`earthdata`: Python-R Handoff

The dream

Create once, use often: using earthdata python package for NASA Earthdata authorization and identifying the s3 links (i.e. the locations where the data are stored on Amazon Web Services), then passing those python objects to R through Quarto for analysis by R folks. These notes are a work-in-progress by Julie and Luis and we’ll tidy them up as we develop them further.

Note: this dream is currently not working but we are sharing our progress.

Python: `earthdata` package for auth & s3 links

earthdata gets me the credentials, it gets me the links based on the queries.

In this example, the data we want is in the Cloud.
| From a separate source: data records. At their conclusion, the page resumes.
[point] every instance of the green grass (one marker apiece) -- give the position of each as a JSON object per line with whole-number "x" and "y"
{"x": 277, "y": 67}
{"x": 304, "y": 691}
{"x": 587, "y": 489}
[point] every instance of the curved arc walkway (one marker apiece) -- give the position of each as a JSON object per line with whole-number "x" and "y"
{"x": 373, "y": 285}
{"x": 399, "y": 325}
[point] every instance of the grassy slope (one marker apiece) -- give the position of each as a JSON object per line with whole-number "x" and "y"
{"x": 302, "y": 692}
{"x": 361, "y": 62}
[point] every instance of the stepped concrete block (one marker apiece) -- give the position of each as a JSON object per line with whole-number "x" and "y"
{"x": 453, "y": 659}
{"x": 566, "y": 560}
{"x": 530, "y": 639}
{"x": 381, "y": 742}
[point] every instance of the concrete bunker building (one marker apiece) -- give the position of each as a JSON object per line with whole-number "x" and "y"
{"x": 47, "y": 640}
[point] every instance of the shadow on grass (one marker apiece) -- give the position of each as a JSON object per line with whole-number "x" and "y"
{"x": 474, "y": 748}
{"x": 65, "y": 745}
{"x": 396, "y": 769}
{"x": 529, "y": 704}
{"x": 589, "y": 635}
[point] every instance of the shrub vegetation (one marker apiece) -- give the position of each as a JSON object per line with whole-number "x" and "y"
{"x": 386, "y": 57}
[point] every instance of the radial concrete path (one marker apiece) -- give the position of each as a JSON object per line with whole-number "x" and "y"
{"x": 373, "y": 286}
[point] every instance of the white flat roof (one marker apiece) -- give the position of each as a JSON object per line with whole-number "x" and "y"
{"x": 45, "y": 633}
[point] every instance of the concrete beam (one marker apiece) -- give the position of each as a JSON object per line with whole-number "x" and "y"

For this examples we’re using this data we identified from the Earthdata Cloud Cookbook’s Multi-File_Direct_S3_Access_NetCDF_Example, and its short_name is 'ECCO_L4_SSH_05DEG_MONTHLY_V4R4'.

Identify the s3 links

Below is our query, pretending that that is the data and the bounding box we want.

## import DataCollections class from earthdata library
from earthdata import DataGranules

## To find the concept_id from the shortname that we copied: 
# short_name = 'ECCO_L4_SSH_05DEG_MONTHLY_V4R4' 
# collection = DataCollections().short_name(short_name).get()
# [c.concept_id() for c in collection] ## this returned 'C1990404799-POCLOUD'

# Then we build a Query with spatiotemporal parameters. 
GranuleQuery = DataGranules().concept_id('C1990404799-POCLOUD').bounding_box(-134.7,58.9,-133.9,59.2)

## We get the metadata records from CMR
granules = GranuleQuery.get()

## Now it's time to open our data granules list. 
s3_links = [granule.data_links(access='direct') for granule in granules] 
s3_links[0]

Note that files = Store(auth).open(granules) would work for Python users but open won’t work in the R world because it will create some kind of python file handlers from fsspec.

Get the Cloud credentials

Prerequesite: you’ll need a functioning .netrc here. earthdata expects interactivity and that did not work here with Quarto in the RStudio IDE (and it also did not work for Julie in Jupyter notebook (June 7 2022)). So, we followed the 2021-Cloud-Hackathon’s NASA_Earthdata_Authentication, copying and pasting and running that code in a Jupyter notebook. (remember to rm .netrc beforehand!)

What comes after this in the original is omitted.